Thank you Sean. It seems that profiler and compiler.* pertain to #eval only. There's a little bit of information from elaborator.* in this regard, but it somewhat unsurprisingly doesn't provide much beyond how parsing transpired and how it typed the AST before sending it for reduction. Going through lean/tests doesn't yield much either. There's a secret import tools.debugger but even there are no options to look into reduce. I'll just go through the implementation, can't be that bad :P.

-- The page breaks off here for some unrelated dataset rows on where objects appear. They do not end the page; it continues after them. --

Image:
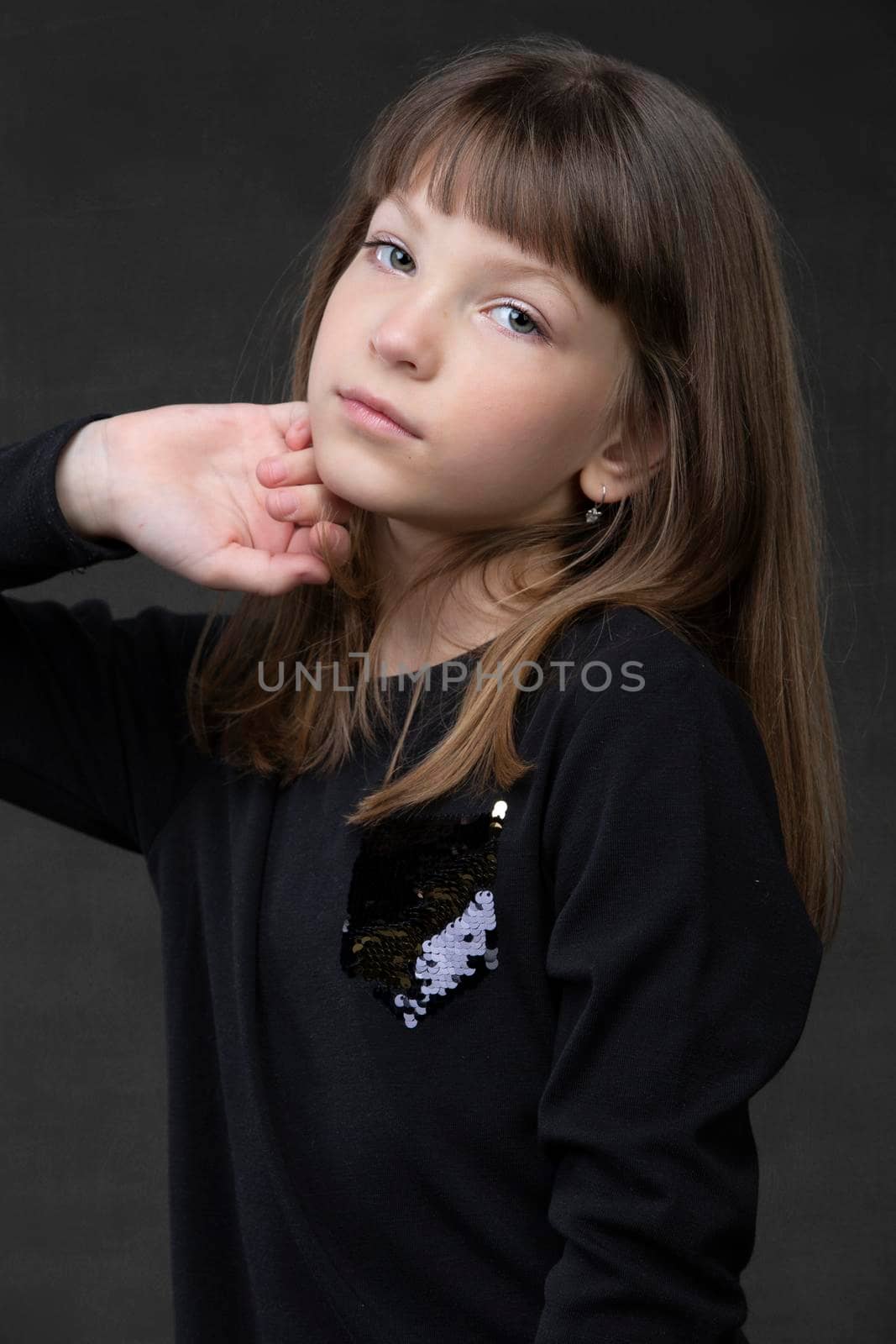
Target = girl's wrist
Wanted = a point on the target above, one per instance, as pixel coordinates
(82, 481)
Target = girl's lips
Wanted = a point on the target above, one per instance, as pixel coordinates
(365, 416)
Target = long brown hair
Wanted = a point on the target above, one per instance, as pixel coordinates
(631, 185)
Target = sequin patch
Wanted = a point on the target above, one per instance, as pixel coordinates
(421, 925)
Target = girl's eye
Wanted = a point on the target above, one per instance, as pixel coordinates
(515, 308)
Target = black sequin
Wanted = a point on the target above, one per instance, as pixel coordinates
(421, 925)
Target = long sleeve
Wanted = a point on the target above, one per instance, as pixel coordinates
(684, 965)
(92, 726)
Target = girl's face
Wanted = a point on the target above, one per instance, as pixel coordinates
(501, 369)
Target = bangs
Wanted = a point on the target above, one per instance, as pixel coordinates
(530, 178)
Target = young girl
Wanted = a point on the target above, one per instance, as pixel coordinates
(469, 980)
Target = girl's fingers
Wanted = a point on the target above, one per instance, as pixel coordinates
(244, 569)
(288, 468)
(305, 506)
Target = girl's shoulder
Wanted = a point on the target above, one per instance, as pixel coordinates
(622, 682)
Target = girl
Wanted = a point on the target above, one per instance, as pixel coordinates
(470, 978)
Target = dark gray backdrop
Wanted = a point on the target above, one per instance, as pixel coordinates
(163, 175)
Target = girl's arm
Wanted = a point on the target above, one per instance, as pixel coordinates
(685, 964)
(90, 707)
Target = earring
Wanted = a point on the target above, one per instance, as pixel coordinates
(595, 514)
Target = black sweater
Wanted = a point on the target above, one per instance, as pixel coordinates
(481, 1075)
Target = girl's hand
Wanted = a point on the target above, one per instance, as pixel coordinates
(194, 488)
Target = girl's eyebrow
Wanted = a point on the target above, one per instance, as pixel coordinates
(510, 265)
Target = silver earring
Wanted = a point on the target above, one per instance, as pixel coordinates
(595, 512)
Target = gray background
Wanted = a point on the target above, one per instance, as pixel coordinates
(164, 172)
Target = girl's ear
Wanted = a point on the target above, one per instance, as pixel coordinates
(620, 470)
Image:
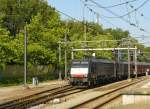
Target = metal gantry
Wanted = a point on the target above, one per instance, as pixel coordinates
(97, 49)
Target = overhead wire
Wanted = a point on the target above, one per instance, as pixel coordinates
(126, 14)
(119, 4)
(116, 15)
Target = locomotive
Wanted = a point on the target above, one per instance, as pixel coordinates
(92, 72)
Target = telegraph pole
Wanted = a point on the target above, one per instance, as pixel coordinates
(84, 22)
(135, 59)
(25, 56)
(59, 49)
(66, 52)
(128, 62)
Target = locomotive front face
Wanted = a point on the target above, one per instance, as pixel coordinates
(79, 72)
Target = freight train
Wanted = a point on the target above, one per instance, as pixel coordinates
(91, 72)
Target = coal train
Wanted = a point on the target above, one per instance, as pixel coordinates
(91, 72)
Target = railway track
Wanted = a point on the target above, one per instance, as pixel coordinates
(39, 98)
(104, 98)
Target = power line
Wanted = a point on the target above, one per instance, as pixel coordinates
(126, 14)
(119, 4)
(125, 20)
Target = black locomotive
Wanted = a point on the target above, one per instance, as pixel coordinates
(91, 72)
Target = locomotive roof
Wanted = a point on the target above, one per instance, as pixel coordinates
(138, 63)
(108, 61)
(94, 60)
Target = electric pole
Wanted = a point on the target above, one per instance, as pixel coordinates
(25, 56)
(66, 51)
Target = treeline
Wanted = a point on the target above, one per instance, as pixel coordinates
(44, 30)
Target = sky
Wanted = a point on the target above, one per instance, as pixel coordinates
(140, 17)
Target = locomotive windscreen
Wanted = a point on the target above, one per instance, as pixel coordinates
(79, 69)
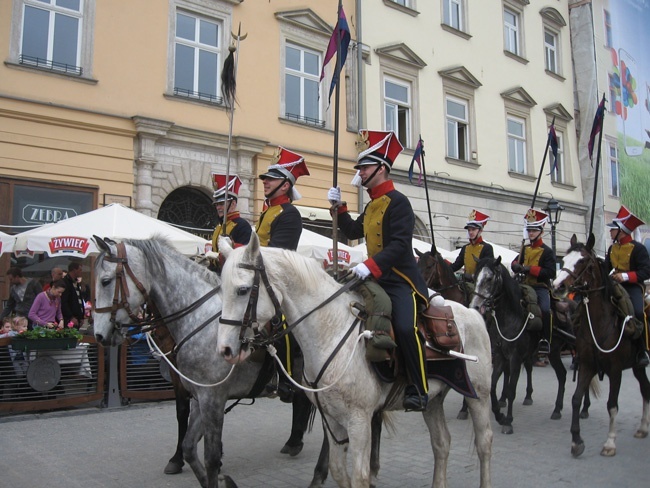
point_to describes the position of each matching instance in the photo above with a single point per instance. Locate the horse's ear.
(225, 245)
(102, 244)
(252, 249)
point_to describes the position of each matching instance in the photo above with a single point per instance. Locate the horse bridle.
(279, 328)
(121, 300)
(121, 295)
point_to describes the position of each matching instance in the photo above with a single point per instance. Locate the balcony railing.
(305, 120)
(51, 65)
(208, 97)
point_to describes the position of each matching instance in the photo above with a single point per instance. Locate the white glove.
(362, 271)
(334, 196)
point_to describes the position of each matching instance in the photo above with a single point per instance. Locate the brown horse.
(602, 344)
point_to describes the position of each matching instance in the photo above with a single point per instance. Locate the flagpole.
(539, 178)
(593, 199)
(337, 73)
(426, 192)
(229, 92)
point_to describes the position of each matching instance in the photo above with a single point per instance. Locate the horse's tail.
(594, 386)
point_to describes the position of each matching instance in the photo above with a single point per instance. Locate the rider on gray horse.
(387, 224)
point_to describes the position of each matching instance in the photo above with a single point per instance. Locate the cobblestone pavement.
(129, 446)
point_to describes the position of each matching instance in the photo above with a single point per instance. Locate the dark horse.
(498, 298)
(601, 341)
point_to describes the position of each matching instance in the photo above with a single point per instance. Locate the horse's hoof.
(292, 450)
(608, 452)
(225, 481)
(174, 467)
(577, 449)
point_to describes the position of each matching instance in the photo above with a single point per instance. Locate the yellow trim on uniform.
(421, 353)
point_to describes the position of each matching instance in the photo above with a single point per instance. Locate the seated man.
(387, 224)
(629, 261)
(537, 263)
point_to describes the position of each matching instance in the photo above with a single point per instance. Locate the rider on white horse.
(537, 263)
(280, 225)
(387, 224)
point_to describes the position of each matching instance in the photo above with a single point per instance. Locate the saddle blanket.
(453, 373)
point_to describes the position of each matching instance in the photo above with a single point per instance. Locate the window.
(453, 14)
(457, 129)
(607, 18)
(516, 145)
(397, 109)
(511, 22)
(550, 51)
(558, 174)
(302, 87)
(52, 32)
(197, 57)
(614, 182)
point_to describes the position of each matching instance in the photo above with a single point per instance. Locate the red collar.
(625, 239)
(381, 189)
(232, 216)
(276, 201)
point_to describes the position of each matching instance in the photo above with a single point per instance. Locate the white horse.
(349, 391)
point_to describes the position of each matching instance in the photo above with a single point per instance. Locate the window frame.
(523, 141)
(404, 134)
(455, 121)
(85, 39)
(301, 117)
(197, 47)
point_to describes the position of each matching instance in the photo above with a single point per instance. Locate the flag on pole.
(340, 35)
(597, 126)
(552, 142)
(417, 158)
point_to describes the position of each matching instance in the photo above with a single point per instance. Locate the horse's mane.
(157, 247)
(308, 271)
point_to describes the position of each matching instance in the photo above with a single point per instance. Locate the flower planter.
(44, 343)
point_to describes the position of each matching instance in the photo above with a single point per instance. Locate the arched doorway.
(191, 209)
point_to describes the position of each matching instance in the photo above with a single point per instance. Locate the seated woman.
(46, 309)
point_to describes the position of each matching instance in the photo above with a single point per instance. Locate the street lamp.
(554, 211)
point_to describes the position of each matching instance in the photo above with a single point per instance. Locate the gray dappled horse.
(130, 274)
(333, 350)
(601, 342)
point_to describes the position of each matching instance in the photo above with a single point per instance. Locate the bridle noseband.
(121, 295)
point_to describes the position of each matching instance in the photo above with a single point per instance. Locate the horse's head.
(119, 295)
(490, 275)
(577, 263)
(249, 301)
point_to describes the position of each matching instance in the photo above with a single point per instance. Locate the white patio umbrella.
(6, 242)
(73, 236)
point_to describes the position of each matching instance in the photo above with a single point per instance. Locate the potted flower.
(46, 338)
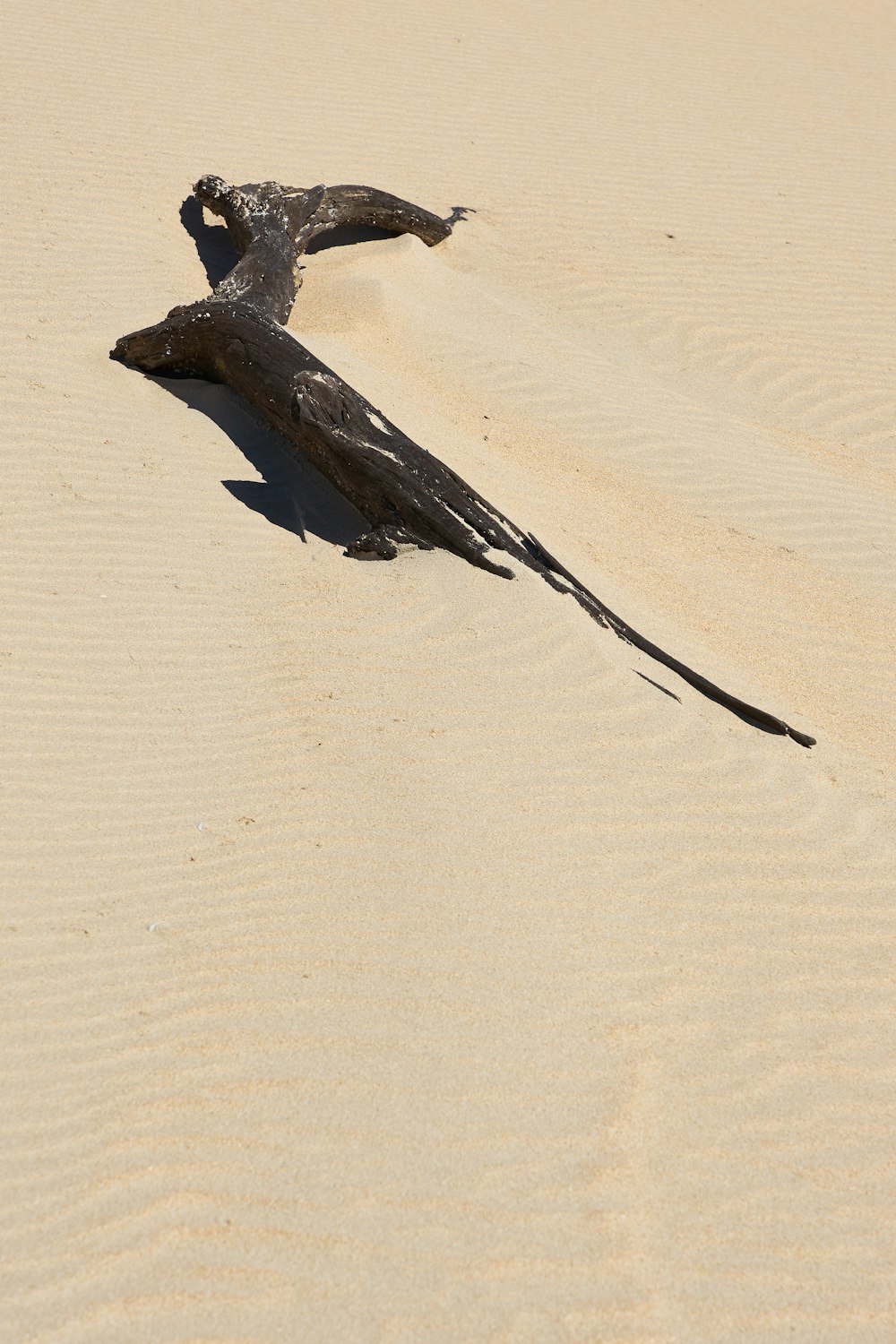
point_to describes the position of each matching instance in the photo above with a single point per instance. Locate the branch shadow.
(293, 494)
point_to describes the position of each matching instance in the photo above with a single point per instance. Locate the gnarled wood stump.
(237, 336)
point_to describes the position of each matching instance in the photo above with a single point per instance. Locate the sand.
(383, 957)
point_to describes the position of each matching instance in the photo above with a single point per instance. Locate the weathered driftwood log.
(236, 336)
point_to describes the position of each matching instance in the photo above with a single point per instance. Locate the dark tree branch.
(237, 336)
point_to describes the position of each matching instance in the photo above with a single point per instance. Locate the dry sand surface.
(383, 957)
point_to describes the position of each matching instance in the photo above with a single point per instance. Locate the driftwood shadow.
(293, 495)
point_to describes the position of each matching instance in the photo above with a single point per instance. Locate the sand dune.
(386, 956)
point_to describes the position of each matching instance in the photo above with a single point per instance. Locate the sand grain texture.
(382, 957)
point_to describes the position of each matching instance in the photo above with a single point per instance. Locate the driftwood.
(237, 336)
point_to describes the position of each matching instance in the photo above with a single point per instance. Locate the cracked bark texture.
(237, 336)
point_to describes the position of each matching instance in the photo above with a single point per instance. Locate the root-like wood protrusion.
(237, 336)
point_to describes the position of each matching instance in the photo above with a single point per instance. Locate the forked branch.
(237, 336)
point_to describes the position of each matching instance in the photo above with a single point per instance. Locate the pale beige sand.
(383, 959)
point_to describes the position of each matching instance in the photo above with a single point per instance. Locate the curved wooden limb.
(408, 495)
(271, 228)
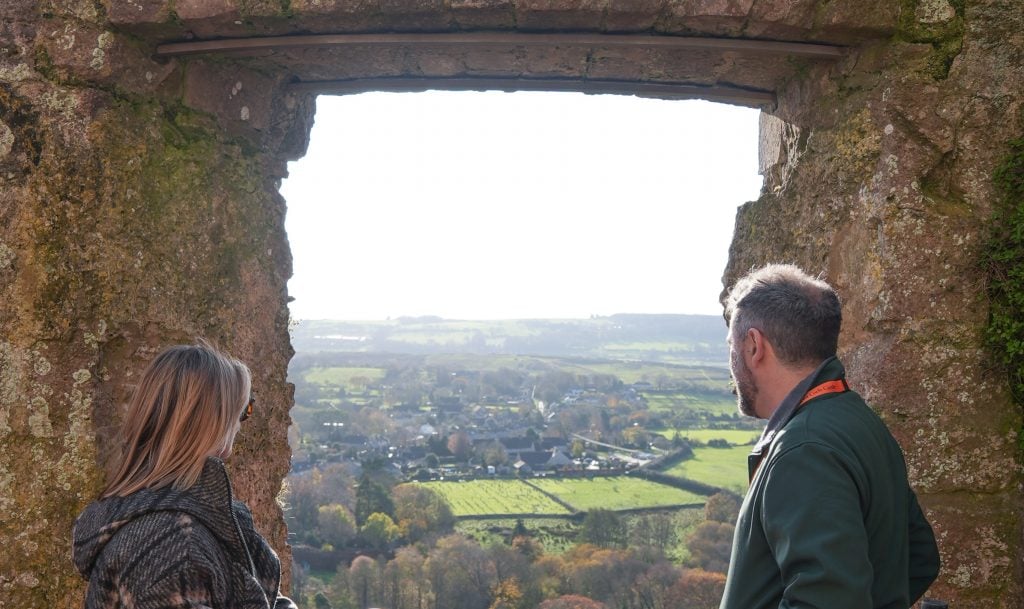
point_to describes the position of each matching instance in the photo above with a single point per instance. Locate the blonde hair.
(182, 410)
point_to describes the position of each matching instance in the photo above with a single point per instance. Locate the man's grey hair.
(799, 314)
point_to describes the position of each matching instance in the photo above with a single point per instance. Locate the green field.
(672, 402)
(559, 534)
(620, 492)
(735, 437)
(555, 534)
(342, 377)
(719, 467)
(482, 497)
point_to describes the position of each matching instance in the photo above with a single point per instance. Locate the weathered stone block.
(134, 12)
(241, 98)
(560, 14)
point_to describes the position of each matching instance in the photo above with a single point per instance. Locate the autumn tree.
(420, 511)
(460, 574)
(722, 507)
(711, 546)
(408, 585)
(653, 530)
(371, 497)
(697, 589)
(460, 445)
(364, 581)
(495, 454)
(602, 527)
(336, 524)
(379, 530)
(506, 595)
(571, 602)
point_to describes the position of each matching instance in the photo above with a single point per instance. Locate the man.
(829, 520)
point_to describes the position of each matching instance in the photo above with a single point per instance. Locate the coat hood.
(209, 502)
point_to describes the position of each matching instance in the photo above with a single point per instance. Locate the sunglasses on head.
(248, 411)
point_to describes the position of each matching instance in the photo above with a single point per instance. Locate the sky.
(496, 206)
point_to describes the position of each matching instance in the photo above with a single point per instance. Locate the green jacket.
(829, 520)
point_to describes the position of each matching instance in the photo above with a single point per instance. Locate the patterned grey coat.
(168, 549)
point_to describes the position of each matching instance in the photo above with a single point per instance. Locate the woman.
(167, 532)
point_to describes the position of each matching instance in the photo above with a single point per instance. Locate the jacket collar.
(209, 501)
(829, 370)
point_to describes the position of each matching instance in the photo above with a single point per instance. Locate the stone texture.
(139, 207)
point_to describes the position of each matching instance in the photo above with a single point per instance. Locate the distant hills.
(668, 338)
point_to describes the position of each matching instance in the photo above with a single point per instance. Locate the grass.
(674, 402)
(342, 377)
(556, 535)
(482, 497)
(620, 492)
(725, 468)
(732, 436)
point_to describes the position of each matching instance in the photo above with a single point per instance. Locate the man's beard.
(744, 388)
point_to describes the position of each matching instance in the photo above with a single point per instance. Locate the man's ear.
(758, 345)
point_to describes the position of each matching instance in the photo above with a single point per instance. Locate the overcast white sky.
(487, 206)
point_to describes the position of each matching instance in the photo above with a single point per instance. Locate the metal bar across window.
(513, 39)
(643, 89)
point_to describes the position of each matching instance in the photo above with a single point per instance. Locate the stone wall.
(139, 208)
(130, 218)
(879, 175)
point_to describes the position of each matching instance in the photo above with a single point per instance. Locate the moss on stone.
(1004, 259)
(946, 38)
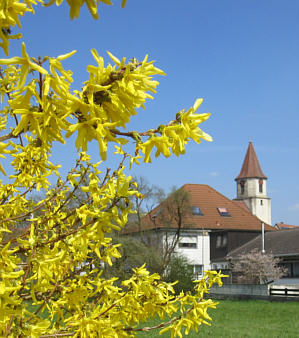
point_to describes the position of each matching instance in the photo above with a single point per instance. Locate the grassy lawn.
(247, 319)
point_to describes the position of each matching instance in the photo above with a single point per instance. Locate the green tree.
(179, 270)
(51, 265)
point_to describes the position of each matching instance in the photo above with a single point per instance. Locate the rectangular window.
(218, 241)
(223, 212)
(197, 270)
(187, 245)
(196, 211)
(189, 242)
(221, 241)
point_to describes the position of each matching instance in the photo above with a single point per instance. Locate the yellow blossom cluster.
(54, 249)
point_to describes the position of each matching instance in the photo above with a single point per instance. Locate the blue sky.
(242, 57)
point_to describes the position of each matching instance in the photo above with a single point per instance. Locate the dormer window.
(196, 211)
(223, 212)
(260, 186)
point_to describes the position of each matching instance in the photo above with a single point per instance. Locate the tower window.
(261, 186)
(242, 185)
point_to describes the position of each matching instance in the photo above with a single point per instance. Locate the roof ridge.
(245, 244)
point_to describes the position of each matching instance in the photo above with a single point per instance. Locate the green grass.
(238, 319)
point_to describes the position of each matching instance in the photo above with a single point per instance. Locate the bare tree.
(257, 268)
(152, 195)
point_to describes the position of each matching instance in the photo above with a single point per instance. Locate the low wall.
(241, 290)
(248, 291)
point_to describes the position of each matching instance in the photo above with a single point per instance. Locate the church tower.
(251, 187)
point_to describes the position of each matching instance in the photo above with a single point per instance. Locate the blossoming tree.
(49, 286)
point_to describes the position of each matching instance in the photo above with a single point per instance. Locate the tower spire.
(251, 186)
(251, 167)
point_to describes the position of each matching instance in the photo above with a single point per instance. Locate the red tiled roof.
(209, 200)
(251, 166)
(283, 242)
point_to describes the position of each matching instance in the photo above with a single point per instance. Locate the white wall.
(200, 255)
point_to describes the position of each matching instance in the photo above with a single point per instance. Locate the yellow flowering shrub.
(49, 283)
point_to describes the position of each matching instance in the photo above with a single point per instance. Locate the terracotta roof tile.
(208, 199)
(251, 166)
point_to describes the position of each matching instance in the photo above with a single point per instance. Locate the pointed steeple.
(251, 167)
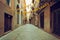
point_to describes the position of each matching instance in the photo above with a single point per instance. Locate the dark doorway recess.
(7, 22)
(42, 20)
(55, 10)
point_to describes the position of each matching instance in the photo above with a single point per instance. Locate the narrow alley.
(29, 19)
(28, 32)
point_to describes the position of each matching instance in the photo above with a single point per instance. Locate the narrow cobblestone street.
(28, 32)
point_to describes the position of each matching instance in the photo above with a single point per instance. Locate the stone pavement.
(28, 32)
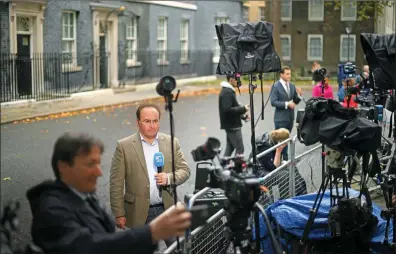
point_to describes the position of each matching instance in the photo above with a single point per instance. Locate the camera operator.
(351, 90)
(328, 90)
(272, 160)
(284, 97)
(67, 217)
(231, 113)
(362, 76)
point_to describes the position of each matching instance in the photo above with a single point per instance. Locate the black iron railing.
(47, 76)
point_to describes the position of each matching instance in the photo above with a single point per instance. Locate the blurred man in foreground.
(67, 217)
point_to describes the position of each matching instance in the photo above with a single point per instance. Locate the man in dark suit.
(284, 97)
(231, 113)
(67, 217)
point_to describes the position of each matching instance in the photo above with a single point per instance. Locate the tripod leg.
(337, 190)
(331, 190)
(345, 186)
(315, 208)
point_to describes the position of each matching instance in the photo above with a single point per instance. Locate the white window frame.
(311, 36)
(73, 39)
(288, 37)
(314, 18)
(185, 41)
(261, 14)
(164, 39)
(132, 24)
(218, 20)
(287, 2)
(352, 53)
(346, 3)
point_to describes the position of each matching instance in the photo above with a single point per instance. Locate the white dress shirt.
(149, 150)
(286, 86)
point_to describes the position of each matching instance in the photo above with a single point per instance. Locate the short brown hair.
(285, 68)
(147, 105)
(69, 145)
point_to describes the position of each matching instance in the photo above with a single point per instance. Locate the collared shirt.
(149, 150)
(286, 86)
(81, 195)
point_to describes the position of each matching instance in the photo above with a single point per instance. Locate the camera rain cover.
(380, 51)
(246, 48)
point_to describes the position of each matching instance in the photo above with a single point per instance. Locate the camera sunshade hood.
(380, 52)
(246, 48)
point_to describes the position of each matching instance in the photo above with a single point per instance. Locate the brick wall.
(300, 27)
(4, 28)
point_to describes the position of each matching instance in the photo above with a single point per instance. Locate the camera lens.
(166, 85)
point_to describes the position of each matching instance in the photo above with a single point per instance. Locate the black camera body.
(380, 54)
(240, 185)
(246, 48)
(319, 74)
(8, 226)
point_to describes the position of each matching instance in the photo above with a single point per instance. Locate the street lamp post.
(348, 29)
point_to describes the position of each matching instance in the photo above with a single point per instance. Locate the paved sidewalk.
(93, 101)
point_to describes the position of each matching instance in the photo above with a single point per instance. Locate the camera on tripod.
(9, 225)
(234, 176)
(349, 70)
(241, 187)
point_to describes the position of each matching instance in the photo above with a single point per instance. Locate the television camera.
(9, 225)
(242, 189)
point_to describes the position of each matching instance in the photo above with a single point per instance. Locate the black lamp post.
(348, 29)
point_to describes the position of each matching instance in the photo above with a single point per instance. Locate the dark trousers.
(288, 126)
(154, 212)
(234, 142)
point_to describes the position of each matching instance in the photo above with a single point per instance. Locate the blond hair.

Sean Leather (Jun 08 2018 at 07:53):

Good luck!

library/init/meta/tactic.lean:1204:    memory allocations (in thousands) performed by 'tac'. This is a deterministic way of interrupting
library/init/util.lean:34:  This is a deterministic way of interrupting long running tasks. -/
src/shell/lean.cpp:200:    std::cout << "                     this is a deterministic way of interrupting long running tasks\n";
src/util/exception.cpp:29:    return "(deterministic) timeout";
src/util/json.hpp:7760:        deterministic finite automaton (DFA) by the tool
src/util/sexpr/options.cpp:29:    register_unsigned_option(*g_timeout, 0, "the (deterministic) timeout is measured as the maximum of memory allocations (in thousands) per task, the default is unbounded");
tests/lean/induction_generalize_premise_args.lean:8:  lemma deterministic_aux (c σ c'₁ c'₂ σ'₁ σ'₂) (h₁ : smallstep c, σ⟩ c'₁, σ'₁⟩)

Moses Schönfinkel (Jun 08 2018 at 07:58):

It is somewhat mysterious to me why #eval works just fine and #reduce gets stuck, even though I've been told that #reduce can get stuck on axioms such as propext - however everything I have should be perfectly computable as witnessed by #eval. Getting #reduce to work should mean that I can also use defeq to compute rfl proofs for me, which is the ultimate goal.

Gabriel Ebner (Jun 08 2018 at 08:26):

Just to confirm: there are no tools to trace the computation of #reduce (at least that I know of). Your best bet is to probably to run lean in a debugger and set a breakpoint on normalize_fn::normalize (or add a tout() << e << "\n" there).

Gabriel Ebner (Jun 08 2018 at 08:27):

however everything I have should be perfectly computable as witnessed by #eval

That's the point. #eval (VM computation) can evaluate more things than #reduce (definitional reduction).

Moses Schönfinkel (Jun 08 2018 at 09:02):

How does that conceptually make sense in pure settings? Does it have something to do with non-transitive defeq? Isn't pure computation technically just definitional reduction?

Gabriel Ebner (Jun 08 2018 at 09:15):

Can you clarify the term "pure setting"? The main area where definitional reduction can get stuck where VM computation succeeds is on terms with axioms---VM computation erases all Props and proofs, and hence does not care whether you use axioms or not. Practically speaking, there is also a big performance difference.

Moses Schönfinkel (Jun 08 2018 at 10:00):

I just wanted to avoid having to think about side-effects that can possibly influence computation as it is being executed, that's why I said "pure setting". However, VM computation erasing Props/proofs is interesting in my scenario - I think I know where it's getting stuck. I have a structure that has both x and a proof of P x - what I end up asking for is the x only. The interesting part is that if proof of P x is sorry, it reduces just fine - but I think that also makes sense.

Moses Schönfinkel (Jun 08 2018 at 10:04):

I'll fix it by using less dependent typing, thank you so much, I think I've got this :).